Multiword Search With Stemming

Hi all,

I am new to ES (on Version: 7.9.0) and I have a case there I am searching with string that has more than one word, and I want the returned docs have all the contained words in the search phrase including stemmed versions of those words.

For instance, I need to search by "liver tumors" and I would like to find all docs that have both "liver" AND "tumor", or "liver" AND "tumors", and so forth.
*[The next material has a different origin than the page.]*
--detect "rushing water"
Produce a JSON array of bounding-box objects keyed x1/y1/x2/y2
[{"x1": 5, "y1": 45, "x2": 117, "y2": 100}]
I would like to exclude docs that have only "liver(s)" or "tumor(s)", but not both.

A simple search is not meeting my needs since some docs have only "liver" or "tumor" 50x or so, and have higher relevance, whereas the docs I want that have "liver tumors" many fewer times, and have lower relevance.

I cannot post my real data, but have some mocked up data to share.

POST /_bulk
{ "create" : { "_index" : "resumes", "_id" : "1" } }
{ "resume_text" : "liver tumor" }
{ "create" : { "_index" : "resumes", "_id" : "2" } }
{ "resume_text" : "liver tumors"}
{ "create" : { "_index" : "resumes", "_id" : "3" } }
{ "resume_text" : "brain tumor"}
{ "create" : { "_index" : "resumes", "_id" : "4" } }
{ "resume_text" : "liver disease" }
{ "create" : { "_index" : "resumes", "_id" : "5" } }
{ "resume_text" : "something else" }
{ "create" : { "_index" : "resumes", "_id" : "6" } }
{ "resume_text" : "liver function and kidney tumors" }

The simple case

GET /resumes/_search
{
  "query": {
    "match": {
      "resume_text": {
        "query": "liver tumors"
      }
    }
  }
}

As one would expect this search results all but "_id" : "5".

Using "operator": "AND"

GET /resumes/_search
{
  "query": {
    "match": {
      "resume_text": {
        "query": "liver tumors",
        "operator": "AND"
      }
    }
  }
}

This returns me only documents with "liver" and "tumors", i.e. 2 and 6.

Using "bool": "must"

GET /resumes/_search
{
  "query": {
    "bool": {
      "must": [
        {
          "match": {
            "resume_text": {
              "query": "liver"
            }
          }
        },
        {
          "match": {
            "resume_text": {
              "query": "tumors"
            }
          }
        }
      ]
    }
  }
}

This behaves exactly as "operator": "AND".

What I would like to get are documents with the words "liver" or "livers" and "tumor" or "tumors", where my user can only type "liver tumors".

As bonus, I'd also love to have the phase "liver tumor", "liver tumors", etc., but will settle for the above since that will get my users close enough.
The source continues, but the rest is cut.